Quand le marché s’invite dans l’espace
À l’été 1985, la NASA décide de tester des boissons gazeuses en microgravité à bord de la navette Challenger pour la mission STS-51F. Officiellement, il s’agit d’un test expérimental, mais l’enjeu médiatique est énorme : Coca-Cola veut être le premier soda dans l’espace, symbole de modernité et de domination culturelle. Pepsi, mis au courant, réclame aussitôt l’égalité de traitement, obligeant la NASA à embarquer les deux prototypes de canettes modifiées, sur fond de pression politique.
Deux canettes, une gravité zéro
Adapter un soda à l’espace : les équipes de Coca-Cola et Pepsi conçoivent des canettes spéciales capables d’expulser le liquide et de libérer le gaz carbonique sans gravité. En l’absence de gravité, les bulles flottent, la mousse devient incontrôlable, et la dégustation s’avère bien plus technique que sur Terre. Selon les astronautes, les deux systèmes produisent beaucoup de mousse et le goût est altéré. Boire un soda gazeux en microgravité s’accompagne même d’étranges « éructations humides » à cause de l’impossibilité de séparer les gaz et le liquide dans l’organisme.
Un test raté, mais une victoire marketing
Le résultat scientifique est mitigé : ni Coca-Cola ni Pepsi ne convainquent la NASA. Leurs sodas ne figureront jamais au menu officiel des astronautes ; la difficulté technique et les désagréments digestifs l’emportent sur le marketing.

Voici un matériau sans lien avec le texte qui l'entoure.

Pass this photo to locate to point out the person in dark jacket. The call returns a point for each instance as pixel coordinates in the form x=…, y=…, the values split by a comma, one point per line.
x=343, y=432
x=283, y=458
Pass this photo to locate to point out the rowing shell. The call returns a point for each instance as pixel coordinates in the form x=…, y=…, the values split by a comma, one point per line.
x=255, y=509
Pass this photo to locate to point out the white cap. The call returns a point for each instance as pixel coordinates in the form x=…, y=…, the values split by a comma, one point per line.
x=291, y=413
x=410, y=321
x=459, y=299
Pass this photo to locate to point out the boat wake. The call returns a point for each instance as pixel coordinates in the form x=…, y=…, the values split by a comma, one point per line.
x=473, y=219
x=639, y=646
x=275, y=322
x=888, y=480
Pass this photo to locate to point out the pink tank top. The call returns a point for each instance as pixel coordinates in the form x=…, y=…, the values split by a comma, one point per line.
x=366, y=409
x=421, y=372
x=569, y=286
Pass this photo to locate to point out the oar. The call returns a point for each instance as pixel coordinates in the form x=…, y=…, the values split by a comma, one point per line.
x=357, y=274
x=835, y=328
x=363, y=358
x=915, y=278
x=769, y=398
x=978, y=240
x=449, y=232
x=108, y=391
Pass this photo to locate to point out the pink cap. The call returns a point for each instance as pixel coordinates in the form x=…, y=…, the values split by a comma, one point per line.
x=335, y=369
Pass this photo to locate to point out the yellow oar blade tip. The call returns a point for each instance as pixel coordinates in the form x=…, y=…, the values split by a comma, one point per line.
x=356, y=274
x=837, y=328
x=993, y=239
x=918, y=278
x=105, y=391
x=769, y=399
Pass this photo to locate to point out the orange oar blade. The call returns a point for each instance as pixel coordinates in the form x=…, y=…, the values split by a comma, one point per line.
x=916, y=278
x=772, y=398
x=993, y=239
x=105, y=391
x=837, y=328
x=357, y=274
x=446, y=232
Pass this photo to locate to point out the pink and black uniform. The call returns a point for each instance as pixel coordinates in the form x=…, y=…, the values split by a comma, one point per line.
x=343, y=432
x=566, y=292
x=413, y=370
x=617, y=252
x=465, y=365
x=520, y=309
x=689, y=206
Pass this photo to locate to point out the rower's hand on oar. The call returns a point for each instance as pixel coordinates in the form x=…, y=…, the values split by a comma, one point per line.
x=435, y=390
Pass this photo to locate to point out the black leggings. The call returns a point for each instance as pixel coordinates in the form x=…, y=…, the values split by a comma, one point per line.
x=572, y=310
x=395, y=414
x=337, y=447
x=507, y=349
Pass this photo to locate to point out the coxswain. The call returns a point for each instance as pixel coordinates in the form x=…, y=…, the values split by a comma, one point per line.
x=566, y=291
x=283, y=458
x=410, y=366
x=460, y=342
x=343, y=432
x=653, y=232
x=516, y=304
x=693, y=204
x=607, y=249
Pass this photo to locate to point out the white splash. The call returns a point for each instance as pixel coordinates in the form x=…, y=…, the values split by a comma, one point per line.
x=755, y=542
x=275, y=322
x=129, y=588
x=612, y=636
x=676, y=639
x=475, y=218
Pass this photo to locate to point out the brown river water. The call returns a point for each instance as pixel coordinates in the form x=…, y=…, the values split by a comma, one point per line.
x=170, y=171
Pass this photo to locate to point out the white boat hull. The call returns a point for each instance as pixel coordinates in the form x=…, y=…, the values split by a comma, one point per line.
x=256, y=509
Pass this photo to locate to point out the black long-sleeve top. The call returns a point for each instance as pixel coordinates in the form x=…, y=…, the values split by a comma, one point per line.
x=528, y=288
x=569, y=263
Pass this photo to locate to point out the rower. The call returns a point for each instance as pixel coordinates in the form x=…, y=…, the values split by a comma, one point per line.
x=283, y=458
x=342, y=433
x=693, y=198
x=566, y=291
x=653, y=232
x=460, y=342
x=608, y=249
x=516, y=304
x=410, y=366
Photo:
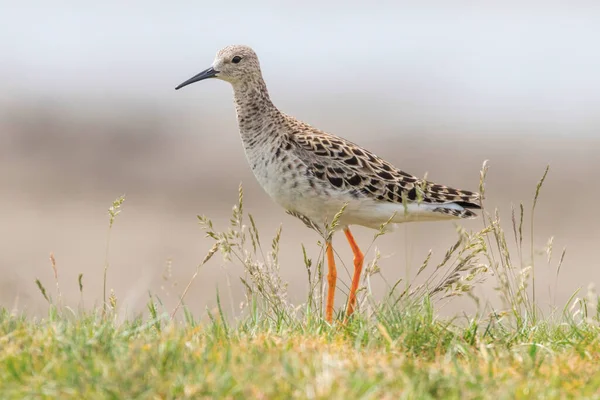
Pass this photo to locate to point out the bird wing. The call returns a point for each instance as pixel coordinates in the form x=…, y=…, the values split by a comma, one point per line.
x=346, y=166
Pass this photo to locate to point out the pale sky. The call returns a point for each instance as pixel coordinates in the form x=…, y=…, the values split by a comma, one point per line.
x=541, y=58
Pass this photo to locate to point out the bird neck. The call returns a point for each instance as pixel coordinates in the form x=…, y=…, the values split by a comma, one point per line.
x=255, y=112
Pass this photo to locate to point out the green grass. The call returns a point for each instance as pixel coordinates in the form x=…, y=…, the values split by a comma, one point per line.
x=396, y=347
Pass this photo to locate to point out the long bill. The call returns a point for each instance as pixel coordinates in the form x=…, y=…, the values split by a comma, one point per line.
x=207, y=73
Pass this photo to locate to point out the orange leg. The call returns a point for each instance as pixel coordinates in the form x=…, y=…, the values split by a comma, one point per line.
x=358, y=263
x=331, y=280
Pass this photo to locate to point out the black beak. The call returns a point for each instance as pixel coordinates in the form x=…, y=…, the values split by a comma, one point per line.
x=207, y=73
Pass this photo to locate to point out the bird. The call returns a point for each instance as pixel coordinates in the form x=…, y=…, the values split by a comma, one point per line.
x=317, y=176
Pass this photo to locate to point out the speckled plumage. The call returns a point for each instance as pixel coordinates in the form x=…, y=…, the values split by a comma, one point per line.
x=313, y=174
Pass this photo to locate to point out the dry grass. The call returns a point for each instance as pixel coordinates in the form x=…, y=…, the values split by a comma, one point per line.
x=398, y=347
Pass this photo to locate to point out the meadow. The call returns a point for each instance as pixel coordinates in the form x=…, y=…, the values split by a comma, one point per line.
x=396, y=346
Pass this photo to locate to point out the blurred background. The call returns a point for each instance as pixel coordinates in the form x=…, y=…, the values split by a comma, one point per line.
x=88, y=112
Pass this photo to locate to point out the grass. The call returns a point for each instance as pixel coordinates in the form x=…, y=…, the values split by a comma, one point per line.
x=395, y=347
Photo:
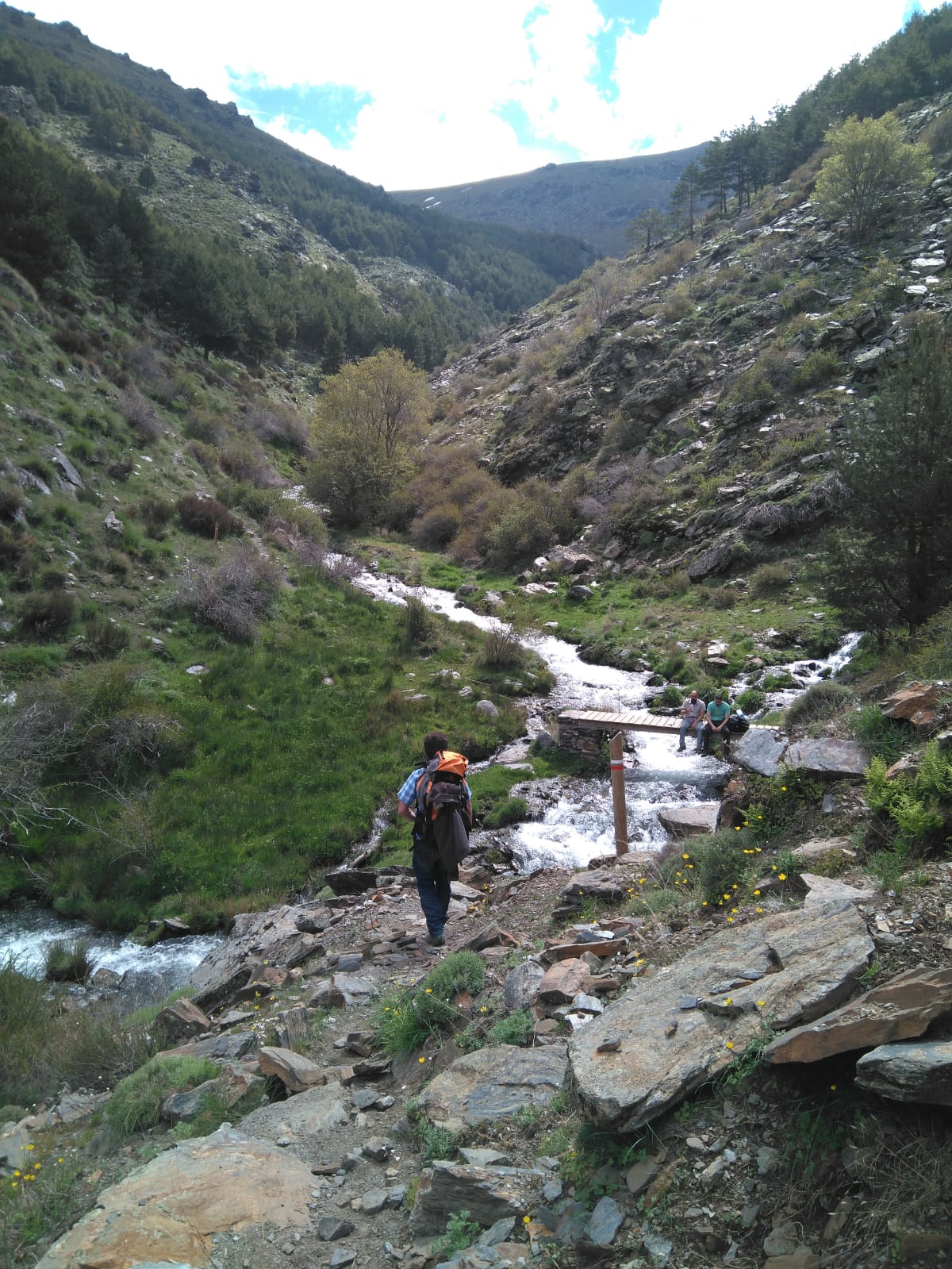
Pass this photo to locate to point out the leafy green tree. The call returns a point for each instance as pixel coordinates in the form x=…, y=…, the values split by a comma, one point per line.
x=647, y=225
x=368, y=417
x=33, y=234
x=715, y=164
x=892, y=563
x=118, y=271
x=869, y=171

Pourtant, Coca-Cola revendique sa présence à bord comme une prouesse et offre sa canette spatiale au Smithsonian ; Pepsi préfère taire ses mésaventures. La presse baptise vite l’événement « Space Cola Wars », phénomène à la fois fascinant et ironique.
Et après ?
Depuis ce duel, d’autres marques ont tenté leur chance en orbite : Pizza Hut, Estée Lauder, et même des fabricants de vêtements ont profité de l’ouverture de l’espace aux acteurs privés pour des opérations publicitaires. La frontière entre la science et la vitrine commerciale dans l’espace n’a jamais été aussi poreuse.
Moralité, l’épisode de 1985 prouve que même à des centaines de kilomètres de la Terre, la bataille des marques ne connaît aucune limite.